Who is Faster in Approving: FDA or EMA; and Why Should it Matter
[Posted on: Thursday, April 13, 2017]
An analysis published in the New England Journal of Medicine last week, it was proven with data that overall FDA is much faster than its nearest peer, the European Medicines Agency (EMA) in approving new products. Over the last 5 years, FDA took almost half as long as EMA to approve anti-cancer products, and about two-thirds of the time to approve anti-infectious agents compared to EMA. On an average FDA takes about 20% less time that EMA to approve products. For most products other than anti-cancer, hematologic and anti-infective agents, FDA and EMA took almost similar times. The speed of approval of products by regulators may have an impact in political discussions but for practical purposes, a general number has limited benefit to the work horses in the industry. The rules for review have been harmonized significantly across FDA and EMA in the last 2 decades with both agencies following similar applications and review philosophies.
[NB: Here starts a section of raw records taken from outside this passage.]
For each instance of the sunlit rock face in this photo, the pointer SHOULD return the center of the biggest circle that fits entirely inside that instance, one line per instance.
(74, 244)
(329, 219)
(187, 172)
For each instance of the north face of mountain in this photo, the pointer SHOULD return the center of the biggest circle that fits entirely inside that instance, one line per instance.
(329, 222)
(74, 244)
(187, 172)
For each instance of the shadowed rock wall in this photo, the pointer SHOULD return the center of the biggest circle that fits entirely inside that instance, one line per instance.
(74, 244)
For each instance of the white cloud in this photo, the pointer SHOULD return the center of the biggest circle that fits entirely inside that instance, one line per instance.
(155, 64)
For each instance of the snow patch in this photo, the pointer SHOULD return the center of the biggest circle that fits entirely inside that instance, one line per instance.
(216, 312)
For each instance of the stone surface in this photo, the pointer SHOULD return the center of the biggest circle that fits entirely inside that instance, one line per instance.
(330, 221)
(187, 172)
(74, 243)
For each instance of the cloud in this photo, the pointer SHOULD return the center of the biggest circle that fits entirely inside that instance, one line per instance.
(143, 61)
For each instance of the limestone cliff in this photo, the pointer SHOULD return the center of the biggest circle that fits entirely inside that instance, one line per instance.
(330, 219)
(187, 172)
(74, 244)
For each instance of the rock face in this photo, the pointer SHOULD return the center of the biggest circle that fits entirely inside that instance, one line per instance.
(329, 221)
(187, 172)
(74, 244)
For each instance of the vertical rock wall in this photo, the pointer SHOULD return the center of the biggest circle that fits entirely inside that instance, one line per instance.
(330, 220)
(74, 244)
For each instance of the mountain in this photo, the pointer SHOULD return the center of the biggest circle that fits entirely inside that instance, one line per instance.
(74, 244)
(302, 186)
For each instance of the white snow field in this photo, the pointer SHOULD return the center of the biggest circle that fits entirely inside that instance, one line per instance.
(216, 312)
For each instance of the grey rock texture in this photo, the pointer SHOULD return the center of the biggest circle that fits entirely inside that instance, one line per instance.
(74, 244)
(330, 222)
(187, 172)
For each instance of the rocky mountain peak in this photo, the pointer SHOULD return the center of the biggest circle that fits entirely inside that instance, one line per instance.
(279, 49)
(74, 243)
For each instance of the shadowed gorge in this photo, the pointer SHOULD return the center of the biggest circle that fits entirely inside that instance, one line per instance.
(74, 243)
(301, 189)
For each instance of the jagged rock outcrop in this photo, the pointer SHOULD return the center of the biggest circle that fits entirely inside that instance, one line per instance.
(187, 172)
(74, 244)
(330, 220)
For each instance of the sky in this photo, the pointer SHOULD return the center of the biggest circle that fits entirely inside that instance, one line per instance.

However, FDA is a much larger organization with much larger resources so it may not be a fair comparison between the two agencies. Also, there are differences in the clinical and nonclinical studies required by the two agencies for a positive decision which could influence the overall approval time so just looking at the final market approval application review time may give a partial picture. From a strategic point of view, developers of anti-cancer and anti-infective products should certainly pursue FDA approval first. Overall, the strategic and business priorities of a given manufacturer will define which region they seek first approval. These days with parallel multi-region submissions, such comparisons satisfy academic curiosity but have limited practical benefit.